Умирающий отходил. Он тянулся к Элизабет, к снегу, к Игре, к детской своих ранних лет. Тончайшая осенняя паутинка соединяла его с жизнью, связывала рассеянную мысль с его каменным телом. Он еле различал сестру – длинную фигуру, выкрикивающую его имя. Ибо Элизабет, как любовница, оттягивающая миг наслаждения, дожидаясь, пока его достигнет другой, ждала, держа палец на курке, смертной судороги брата, клича его к себе, называя по имени, подстерегая великолепный миг, когда они соединятся в смерти.

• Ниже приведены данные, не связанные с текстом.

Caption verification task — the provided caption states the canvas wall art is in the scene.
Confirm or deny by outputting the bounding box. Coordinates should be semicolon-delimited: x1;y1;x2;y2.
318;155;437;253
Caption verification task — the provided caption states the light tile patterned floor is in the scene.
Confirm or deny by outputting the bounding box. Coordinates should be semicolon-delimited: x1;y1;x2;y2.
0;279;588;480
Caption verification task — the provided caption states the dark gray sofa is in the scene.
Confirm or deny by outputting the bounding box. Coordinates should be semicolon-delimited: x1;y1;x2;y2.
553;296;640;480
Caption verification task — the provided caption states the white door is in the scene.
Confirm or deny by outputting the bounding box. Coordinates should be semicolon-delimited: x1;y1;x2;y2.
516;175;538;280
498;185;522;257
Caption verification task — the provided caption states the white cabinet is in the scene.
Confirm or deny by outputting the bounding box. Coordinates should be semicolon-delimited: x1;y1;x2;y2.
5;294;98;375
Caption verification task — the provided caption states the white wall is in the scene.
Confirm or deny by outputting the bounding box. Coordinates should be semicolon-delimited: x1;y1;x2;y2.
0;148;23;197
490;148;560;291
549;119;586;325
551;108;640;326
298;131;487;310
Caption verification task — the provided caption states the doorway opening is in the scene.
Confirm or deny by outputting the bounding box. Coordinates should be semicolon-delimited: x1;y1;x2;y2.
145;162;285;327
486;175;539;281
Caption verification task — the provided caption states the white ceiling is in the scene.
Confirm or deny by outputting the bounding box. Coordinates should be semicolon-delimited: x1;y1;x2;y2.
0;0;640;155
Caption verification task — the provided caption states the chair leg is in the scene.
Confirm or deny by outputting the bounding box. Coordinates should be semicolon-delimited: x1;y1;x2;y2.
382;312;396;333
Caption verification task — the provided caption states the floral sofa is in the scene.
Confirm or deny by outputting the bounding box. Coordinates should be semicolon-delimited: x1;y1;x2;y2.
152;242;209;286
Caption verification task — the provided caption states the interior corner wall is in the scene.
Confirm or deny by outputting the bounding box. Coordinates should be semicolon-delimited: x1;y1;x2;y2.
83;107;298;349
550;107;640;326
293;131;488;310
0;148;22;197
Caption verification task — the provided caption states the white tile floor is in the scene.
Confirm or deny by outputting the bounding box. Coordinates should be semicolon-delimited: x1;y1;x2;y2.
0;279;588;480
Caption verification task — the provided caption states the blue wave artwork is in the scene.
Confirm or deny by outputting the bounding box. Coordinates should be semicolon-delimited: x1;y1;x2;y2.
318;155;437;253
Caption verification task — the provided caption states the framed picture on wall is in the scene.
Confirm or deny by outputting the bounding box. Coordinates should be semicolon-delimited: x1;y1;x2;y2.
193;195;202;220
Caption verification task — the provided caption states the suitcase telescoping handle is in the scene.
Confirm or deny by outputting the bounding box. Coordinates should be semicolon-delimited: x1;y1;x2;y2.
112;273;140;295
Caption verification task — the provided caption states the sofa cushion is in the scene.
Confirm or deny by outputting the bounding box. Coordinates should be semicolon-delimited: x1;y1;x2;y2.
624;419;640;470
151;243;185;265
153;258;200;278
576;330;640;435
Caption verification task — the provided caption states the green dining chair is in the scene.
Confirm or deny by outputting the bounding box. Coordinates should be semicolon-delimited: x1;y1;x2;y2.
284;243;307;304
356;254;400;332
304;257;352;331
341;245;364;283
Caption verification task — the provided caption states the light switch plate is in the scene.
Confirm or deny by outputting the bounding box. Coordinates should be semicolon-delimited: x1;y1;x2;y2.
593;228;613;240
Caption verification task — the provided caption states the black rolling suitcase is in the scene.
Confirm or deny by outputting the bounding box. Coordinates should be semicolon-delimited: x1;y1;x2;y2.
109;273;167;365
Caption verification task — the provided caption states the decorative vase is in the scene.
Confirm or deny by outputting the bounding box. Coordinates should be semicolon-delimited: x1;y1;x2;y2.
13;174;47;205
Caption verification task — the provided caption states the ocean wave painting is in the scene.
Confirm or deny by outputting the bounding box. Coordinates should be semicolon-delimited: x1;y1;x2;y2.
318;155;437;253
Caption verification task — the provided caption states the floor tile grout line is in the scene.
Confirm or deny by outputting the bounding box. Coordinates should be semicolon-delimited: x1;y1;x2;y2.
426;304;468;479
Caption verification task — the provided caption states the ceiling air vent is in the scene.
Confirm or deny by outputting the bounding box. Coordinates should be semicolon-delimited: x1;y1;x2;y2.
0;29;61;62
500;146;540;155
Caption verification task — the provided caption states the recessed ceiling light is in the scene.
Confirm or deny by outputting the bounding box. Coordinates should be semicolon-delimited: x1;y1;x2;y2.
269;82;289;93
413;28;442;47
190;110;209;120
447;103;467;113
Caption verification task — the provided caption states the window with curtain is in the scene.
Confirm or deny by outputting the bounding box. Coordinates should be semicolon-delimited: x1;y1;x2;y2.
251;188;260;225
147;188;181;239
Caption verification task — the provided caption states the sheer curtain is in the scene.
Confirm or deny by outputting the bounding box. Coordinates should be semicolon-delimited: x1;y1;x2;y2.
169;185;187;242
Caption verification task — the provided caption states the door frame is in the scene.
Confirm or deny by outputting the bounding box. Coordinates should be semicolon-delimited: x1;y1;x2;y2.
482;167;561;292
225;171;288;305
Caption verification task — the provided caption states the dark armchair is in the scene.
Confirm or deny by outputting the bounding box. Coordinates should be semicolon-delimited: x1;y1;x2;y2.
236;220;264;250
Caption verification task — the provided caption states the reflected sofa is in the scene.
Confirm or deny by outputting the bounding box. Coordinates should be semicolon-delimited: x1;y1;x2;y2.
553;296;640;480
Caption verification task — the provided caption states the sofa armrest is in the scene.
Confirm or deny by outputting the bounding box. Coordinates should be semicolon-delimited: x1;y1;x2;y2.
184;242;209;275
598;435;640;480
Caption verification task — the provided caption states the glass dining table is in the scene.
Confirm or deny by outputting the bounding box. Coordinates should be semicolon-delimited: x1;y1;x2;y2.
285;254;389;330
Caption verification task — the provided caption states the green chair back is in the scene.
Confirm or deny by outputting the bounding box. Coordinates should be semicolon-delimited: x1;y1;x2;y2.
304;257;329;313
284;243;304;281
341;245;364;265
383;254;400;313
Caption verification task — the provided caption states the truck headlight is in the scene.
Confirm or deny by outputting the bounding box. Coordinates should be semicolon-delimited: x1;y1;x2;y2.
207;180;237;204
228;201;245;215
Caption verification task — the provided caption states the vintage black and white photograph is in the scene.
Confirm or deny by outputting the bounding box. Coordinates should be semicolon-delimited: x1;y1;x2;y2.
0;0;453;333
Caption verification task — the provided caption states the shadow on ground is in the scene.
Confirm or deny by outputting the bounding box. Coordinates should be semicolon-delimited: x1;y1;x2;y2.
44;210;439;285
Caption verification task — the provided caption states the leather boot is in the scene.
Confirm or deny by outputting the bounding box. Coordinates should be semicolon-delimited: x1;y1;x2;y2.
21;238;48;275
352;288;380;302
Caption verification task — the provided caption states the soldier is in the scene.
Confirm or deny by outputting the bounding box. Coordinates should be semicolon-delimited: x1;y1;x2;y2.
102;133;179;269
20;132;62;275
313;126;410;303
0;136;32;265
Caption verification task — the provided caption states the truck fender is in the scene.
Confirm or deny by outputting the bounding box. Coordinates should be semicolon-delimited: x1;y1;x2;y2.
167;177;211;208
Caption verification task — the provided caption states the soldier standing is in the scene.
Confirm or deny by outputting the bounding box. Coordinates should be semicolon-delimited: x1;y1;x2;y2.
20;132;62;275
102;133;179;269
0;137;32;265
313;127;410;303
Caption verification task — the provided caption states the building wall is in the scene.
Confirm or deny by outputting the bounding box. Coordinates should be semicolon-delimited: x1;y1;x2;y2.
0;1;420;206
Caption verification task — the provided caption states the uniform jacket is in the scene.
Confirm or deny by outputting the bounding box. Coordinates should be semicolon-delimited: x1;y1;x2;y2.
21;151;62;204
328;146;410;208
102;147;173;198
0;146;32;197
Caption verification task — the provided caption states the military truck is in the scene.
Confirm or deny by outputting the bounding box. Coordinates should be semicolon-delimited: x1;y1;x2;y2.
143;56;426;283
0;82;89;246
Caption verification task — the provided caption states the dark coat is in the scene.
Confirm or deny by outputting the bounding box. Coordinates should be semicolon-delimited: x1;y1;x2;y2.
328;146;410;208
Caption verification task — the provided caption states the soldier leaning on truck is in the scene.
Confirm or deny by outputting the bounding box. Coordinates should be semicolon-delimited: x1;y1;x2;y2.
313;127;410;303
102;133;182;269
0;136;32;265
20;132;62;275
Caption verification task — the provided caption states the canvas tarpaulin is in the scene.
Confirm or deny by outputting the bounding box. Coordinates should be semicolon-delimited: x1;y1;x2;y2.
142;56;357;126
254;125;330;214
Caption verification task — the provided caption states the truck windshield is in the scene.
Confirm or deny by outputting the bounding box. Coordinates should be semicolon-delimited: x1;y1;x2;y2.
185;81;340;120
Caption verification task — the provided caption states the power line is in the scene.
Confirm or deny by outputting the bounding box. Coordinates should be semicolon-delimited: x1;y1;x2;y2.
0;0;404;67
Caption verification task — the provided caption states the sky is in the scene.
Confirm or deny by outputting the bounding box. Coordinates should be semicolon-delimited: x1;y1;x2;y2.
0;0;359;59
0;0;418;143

Поль, обессилев, уронил голову. Элизабет подумала, что это конец, приставила дуло к виску и выстрелила. Ее падение увлекло одну из ширм, которая рухнула под ней со страшным грохотом, впуская бледный свет снежных окон, разворотив ограду интимной раной разбомбленного города, превращая потайную комнату в театр, открытый зрителям.

Эти зрители – Поль разглядел их там, за окнами.

В то время как Агата, обмирая от ужаса, молчала и смотрела на окровавленный труп Элизабет, он разглядел теснящиеся к проталинам инея и наледи красные носы, щеки, руки снежного боя. Он узнавал лица, пелерины, шерстяные шарфы. Он искал Даржелоса. И лишь его одного не видел. Увидел только его жест, его гигантский замах.

– Поль! Поль! Помогите!

Агата склоняется над ним, вся дрожа.

Но чего она хочет? Что ей нужно? Глаза Поля угасают. Паутинка рвется, и ничего не остается от отлетевшей детской, кроме мертвенного запаха и маленькой дамы на спасательном плоту, которая уменьшается, удаляется, исчезает.